至高の一遍

 僕がその少女と出会った時、僕は一遍の小説を読んで泣いていた――。


 ここはカクヨムが作ったバーチャルオフィス。物質としては存在しない、仮想空間だ。僕は赤、白、青と様々な色のコードを身体につけて、この世界に意識だけ接続シンクしている。なぜそんなことをしているかって、それが僕の使命だからさ。


 僕の名前はカタリィ・ノヴェル。みんなにはカタリって呼ばれてる。ある日、フクロウみたいな謎のトリに「詠み人」として選ばれ、世界中の物語を救うことになった。物語を救う――それは誰しもが心の中に持っている、その人だけの人生ストーリーを一遍の小説にし、必要な人の元へ届けることだ。それらは少し前までは人々自身の手によって成されていた。大昔は絵で、文字が発明されてからは物語として。だけど今を生きる現代人には物語を紡ぐ時間がないらしい。物語を紡ぐことをしなくなったどころか、彼らは人生ストーリーを溜め込みすぎて、物語そのものを忙殺してしまうようになった。そこで僕の登場ってわけ。


 僕は最初、世界を飛び回って小説づくりに明け暮れた。僕一人じゃ、到底世界中のみんなが物語を忙殺するスピードに追いつけない(だって僕は地図が苦手なんだ)。そんな絶望を感じ始めた時、世界中の人々の心を救う究極の物語『至高の一篇』がどこかに存在すると知った。いや、正確には、今はまだ存在していないと言うべきだ。そう――その小説はこれから紡ぎ出されるのだ、カクヨム作者さん達が成長することによって――。

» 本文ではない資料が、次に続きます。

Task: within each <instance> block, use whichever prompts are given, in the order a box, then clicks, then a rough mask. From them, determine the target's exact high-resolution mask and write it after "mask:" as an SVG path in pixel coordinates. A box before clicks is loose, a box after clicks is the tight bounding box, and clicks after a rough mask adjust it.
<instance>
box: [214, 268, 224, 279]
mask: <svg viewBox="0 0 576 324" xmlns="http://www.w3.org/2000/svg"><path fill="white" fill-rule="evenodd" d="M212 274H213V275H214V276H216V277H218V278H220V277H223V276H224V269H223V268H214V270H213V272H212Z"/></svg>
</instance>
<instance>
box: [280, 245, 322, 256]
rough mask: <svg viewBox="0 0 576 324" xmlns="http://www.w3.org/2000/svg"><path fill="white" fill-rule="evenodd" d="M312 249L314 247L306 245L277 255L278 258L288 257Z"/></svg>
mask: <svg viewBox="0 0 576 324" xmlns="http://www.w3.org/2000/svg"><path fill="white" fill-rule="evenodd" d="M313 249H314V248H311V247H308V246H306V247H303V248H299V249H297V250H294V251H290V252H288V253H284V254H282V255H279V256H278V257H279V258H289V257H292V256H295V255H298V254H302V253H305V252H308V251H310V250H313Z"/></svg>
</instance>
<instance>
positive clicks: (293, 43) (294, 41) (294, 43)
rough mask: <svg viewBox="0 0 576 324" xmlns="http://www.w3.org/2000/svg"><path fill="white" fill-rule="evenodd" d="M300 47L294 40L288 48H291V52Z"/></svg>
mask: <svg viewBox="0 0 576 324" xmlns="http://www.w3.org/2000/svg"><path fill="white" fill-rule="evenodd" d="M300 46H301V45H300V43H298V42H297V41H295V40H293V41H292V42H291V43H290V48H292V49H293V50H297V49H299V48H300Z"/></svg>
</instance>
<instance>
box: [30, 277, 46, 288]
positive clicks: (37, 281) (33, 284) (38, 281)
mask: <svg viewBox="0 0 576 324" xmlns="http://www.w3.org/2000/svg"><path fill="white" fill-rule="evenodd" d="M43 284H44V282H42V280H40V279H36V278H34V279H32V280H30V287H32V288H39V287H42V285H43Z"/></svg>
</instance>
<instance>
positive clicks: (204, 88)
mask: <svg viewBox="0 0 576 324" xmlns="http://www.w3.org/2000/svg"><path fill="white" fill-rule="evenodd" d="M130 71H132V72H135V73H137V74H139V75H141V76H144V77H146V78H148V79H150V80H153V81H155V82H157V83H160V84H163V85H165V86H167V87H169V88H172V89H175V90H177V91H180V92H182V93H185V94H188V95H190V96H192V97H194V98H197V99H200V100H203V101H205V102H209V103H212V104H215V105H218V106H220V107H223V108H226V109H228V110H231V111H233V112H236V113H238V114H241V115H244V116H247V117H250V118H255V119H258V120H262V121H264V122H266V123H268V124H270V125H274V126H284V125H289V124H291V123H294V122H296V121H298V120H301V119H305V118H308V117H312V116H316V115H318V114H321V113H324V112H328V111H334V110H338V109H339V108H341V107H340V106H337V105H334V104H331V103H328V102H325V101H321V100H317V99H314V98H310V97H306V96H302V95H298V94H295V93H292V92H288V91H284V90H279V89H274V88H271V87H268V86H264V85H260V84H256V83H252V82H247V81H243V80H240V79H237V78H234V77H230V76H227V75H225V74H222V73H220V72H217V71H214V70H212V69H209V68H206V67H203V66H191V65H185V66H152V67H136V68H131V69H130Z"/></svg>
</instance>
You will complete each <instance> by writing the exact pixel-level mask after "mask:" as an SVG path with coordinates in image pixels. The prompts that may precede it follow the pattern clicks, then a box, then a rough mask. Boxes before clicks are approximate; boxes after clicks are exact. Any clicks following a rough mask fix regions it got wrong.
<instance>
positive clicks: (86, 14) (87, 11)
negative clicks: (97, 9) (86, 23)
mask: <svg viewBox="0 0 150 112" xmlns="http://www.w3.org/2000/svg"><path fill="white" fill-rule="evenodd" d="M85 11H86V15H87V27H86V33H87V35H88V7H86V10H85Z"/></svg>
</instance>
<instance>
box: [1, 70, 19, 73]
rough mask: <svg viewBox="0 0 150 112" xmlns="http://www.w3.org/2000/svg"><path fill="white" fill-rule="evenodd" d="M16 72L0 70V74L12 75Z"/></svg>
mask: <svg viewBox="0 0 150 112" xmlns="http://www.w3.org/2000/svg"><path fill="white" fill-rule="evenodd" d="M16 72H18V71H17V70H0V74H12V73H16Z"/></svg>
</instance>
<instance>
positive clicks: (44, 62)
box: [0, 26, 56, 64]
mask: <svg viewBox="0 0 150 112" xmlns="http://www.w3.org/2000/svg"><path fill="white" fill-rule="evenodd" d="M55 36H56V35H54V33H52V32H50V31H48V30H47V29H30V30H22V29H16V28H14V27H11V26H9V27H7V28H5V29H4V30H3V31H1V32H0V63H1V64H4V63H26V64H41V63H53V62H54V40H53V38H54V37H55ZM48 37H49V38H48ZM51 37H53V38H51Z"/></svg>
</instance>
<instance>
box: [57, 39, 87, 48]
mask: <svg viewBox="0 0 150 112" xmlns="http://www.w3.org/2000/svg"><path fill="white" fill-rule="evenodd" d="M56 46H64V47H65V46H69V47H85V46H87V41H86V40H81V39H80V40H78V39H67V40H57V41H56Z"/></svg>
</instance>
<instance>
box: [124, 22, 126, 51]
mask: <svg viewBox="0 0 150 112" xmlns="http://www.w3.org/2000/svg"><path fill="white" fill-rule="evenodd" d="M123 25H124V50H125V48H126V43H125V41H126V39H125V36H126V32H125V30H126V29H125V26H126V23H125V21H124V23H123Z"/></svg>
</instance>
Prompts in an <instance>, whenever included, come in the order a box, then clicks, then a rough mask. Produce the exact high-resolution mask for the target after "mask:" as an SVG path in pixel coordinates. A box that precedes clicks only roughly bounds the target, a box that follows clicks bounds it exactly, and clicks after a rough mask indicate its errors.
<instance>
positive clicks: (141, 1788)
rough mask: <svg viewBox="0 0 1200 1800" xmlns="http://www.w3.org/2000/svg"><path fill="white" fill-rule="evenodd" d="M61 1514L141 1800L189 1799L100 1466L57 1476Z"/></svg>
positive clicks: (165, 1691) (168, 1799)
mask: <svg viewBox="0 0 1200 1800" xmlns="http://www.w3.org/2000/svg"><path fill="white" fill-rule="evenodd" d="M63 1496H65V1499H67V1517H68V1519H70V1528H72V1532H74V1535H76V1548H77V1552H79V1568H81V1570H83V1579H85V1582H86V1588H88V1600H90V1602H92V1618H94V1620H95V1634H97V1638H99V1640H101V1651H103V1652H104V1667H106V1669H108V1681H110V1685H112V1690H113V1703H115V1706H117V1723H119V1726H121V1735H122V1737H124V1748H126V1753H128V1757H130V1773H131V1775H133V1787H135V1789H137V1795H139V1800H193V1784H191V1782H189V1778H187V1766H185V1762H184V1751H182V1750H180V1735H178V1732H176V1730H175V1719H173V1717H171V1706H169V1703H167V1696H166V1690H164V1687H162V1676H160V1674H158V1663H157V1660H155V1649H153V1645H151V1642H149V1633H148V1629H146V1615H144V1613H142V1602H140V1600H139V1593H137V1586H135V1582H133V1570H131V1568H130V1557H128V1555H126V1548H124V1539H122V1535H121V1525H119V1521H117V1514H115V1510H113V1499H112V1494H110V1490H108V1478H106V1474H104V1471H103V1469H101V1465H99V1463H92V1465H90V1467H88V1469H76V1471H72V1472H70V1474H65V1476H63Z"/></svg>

 人々から紡ぎ出される小説はどれもこれも深い。読んで泣いてしまうこともしばしばだ。そんな小説を、物語を紡ぐことが好きなカクヨム作者さんに届ける。人の人生ストーリーを詠むことは、その人の体験をそっくりそのまま経験するということだ。そうして経験を深めたカクヨム作者さんの手から、『至高の一遍』が紡ぎ出される。


 僕はさっそくカクヨムに出向き、事情を伝えた。カクヨムの人たちはその伝説や僕のことまで知っていたので話が早かった。そういうわけで、僕はこのバーチャルオフィスにシンクすることになった。人から小説を紡ぐことは詠目ヨメの力でできるけど、僕の苦手な配達が、ここではメール一本で完了するのだから、とても助かる。それにここにはコーヒーマシーンが置いてあって、紡いだ小説を詠む環境として最適なんだ。


 僕はいつもどおりコーヒーマシーンの近くに陣取って、ルビー色のコーヒーを片手に紡いだ小説を詠み、不覚にもまた涙していた。その時だ。見知らぬ女の子がおずおずと「あのー、どちら様ですか? こんなところで何を?」と尋ねてきたのは。


 それが彼女――カクヨム作者さん達を応援することを仕事とするAI、リンドバーグとの出会いだった。